Des artistes canadiens aux piquets de grève à Hollywood

Les acteurs et scénaristes canadiens qui participent aux grèves historiques à Hollywood se battent pour l’avenir de leurs industries — des deux côtés de la frontière.

Les incertitudes autour des âpres disputes qui ont assombri les plateaux de cinéma et de télévision ont laissé chez certains d’entre eux une angoisse financière et professionnelle rampante.

Les membres de deux syndicats — la Writers Guild of America (WGA) et la Screen Actors Guild-American Federation of Television and Radio Artists (SGA-AFTRA) — réclament notamment une meilleure rémunération et des protections contre l’utilisation de l’intelligence artificielle. La grève des scénaristes a commencé en mai et les acteurs les ont rejoints à la mi-juillet.

Parmi les membres touchés figurent de nombreuses têtes d’affiche canadiennes qui ont rejoint les piquets de grève pour exiger un accord équitable avec l’Alliance des producteurs de films et de télévision (AMPTP), qui représente les grands studios et les diffuseurs.

S’il n’y avait pas eu la grève du SAG, l’acteur canadien Kristian Bruun reviendrait sur le plateau de sa série Netflix «The Recruit» cette semaine. Au lieu de cela, le membre du SAG affirme que la pause d’un an et demi entre les saisons a été prolongée indéfiniment et qu’il s’attend à compter sur ses économies pour survivre.

L’ancienne covedette d’«Orphan Black» affirme que ses revenus en 2023 ont chuté si bas qu’il n’est plus admissible à la couverture d’assurance maladie de SAG, qui nécessite un revenu annuel d’environ 26 500 $.

«Ce qui, en tant que Canadien, est tout simplement insensé pour moi parce que cela n’a jamais été un stress dans ma vie», dit M. Bruun.

Mais même avec un rôle régulier dans une série américaine telle que «The Recruit» à son actif, il mentionne qu’être un acteur travaillant à L.A. n’est pas aussi rentable qu’on pourrait s’y attendre.

«La réalité de la situation est que nous ne sommes pas une bande de millionnaires. Nous sommes des gens qui ont pris un grand risque pour faire partie de quelque chose que nous aimons faire», explique-t-il.

Thomas Pound, scribe de télévision né à Calgary, a pour sa part fait ses armes dans de grandes séries canadiennes aux heures de grande écoute, notamment le drame policier «Motive» de CTV et le thriller mystérieux «Bellevue» de CBC, mais «le rêve et l’objectif ont toujours été de descendre à L.A.»

Il y a environ huit ans, le travail qui l’a amené à Los Angeles était «The Flash» de CW, qui vient de se terminer en février.
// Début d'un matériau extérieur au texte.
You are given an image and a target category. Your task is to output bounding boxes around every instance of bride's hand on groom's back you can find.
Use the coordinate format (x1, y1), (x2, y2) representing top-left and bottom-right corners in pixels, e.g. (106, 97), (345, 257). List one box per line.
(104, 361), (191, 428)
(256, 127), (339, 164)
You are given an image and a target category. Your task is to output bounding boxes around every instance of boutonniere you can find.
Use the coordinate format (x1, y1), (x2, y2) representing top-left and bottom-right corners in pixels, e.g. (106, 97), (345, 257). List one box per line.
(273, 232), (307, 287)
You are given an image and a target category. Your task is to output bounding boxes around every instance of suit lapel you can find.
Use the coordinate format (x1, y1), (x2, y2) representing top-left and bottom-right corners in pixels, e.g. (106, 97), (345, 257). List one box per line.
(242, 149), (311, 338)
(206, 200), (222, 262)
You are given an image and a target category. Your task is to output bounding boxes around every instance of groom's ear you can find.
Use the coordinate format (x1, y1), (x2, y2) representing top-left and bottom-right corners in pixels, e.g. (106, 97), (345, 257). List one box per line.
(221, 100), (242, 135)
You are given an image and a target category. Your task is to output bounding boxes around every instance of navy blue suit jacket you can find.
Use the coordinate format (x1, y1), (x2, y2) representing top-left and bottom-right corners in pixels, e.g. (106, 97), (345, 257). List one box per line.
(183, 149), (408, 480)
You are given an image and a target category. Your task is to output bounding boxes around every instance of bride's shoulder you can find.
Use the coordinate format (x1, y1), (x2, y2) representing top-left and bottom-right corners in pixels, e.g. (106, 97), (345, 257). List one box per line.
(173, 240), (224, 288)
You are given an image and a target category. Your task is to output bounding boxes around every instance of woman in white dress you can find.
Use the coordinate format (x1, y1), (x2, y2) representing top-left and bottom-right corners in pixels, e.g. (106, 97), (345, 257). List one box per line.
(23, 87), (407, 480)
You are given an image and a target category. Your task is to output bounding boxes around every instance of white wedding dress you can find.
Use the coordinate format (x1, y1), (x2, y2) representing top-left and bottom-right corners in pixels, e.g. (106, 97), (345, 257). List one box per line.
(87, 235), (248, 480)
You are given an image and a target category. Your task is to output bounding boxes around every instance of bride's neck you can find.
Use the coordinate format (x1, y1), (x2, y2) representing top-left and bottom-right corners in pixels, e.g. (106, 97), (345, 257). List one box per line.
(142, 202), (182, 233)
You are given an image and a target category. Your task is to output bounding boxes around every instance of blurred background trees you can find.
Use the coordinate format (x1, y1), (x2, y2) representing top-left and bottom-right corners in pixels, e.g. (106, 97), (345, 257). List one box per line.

Peu de temps après, une grève des scénaristes a été déclenchée le 2 mai.

«J’étais prêt à faire une pause, quoi qu’il en soit, mais ce à quoi je ne m’attendais pas, c’était le sentiment presque immédiat d’une peur existentielle», relate M. Pound.

«Il y a beaucoup de peur. Quoi qu’il en soit, vous ne pouvez pas échapper à ce sentiment de peur. Cela donne l’impression que c’est un combat pour quelque chose d’énorme, un grand changement systémique», poursuit-il.

Heureusement, sa femme et lui avaient prévu la possibilité d’un ralentissement financier, et lorsque la COVID-19 a également fermé les plateaux, il s’est familiarisé avec l’utilisation du marché boursier pour «maintenir les choses à niveau».

L’acteur Dustin Milligan essaie de se joindre à une ligne de piquetage du SAG plusieurs fois par semaine pour montrer sa solidarité à la cause, estimant que de nombreux acteurs canadiens bénéficient des protections du SAG, même s’ils n’en sont pas membres.

La vedette de «Schitt’s Creek» et double citoyen note qu’une trajectoire de carrière commune pour de nombreux acteurs canadiens est de se faire les dents à la maison, puis de déménager aux États-Unis pour participer à des productions cinématographiques et télévisuelles plus médiatisées et à plus gros budget.

L’obtention d’un contrat SAG solide pourrait également aider les Canadiens à obtenir des garanties similaires la prochaine fois que l’Association des artistes canadiens de la télévision et de la radio (ACTRA) négociera son contrat, ajoute M. Milligan.

«S’ils ont de la chance, ils seront en mesure d’obtenir certains de ces avantages que le SAG négocie sur leurs futurs contrats», prévoit-il.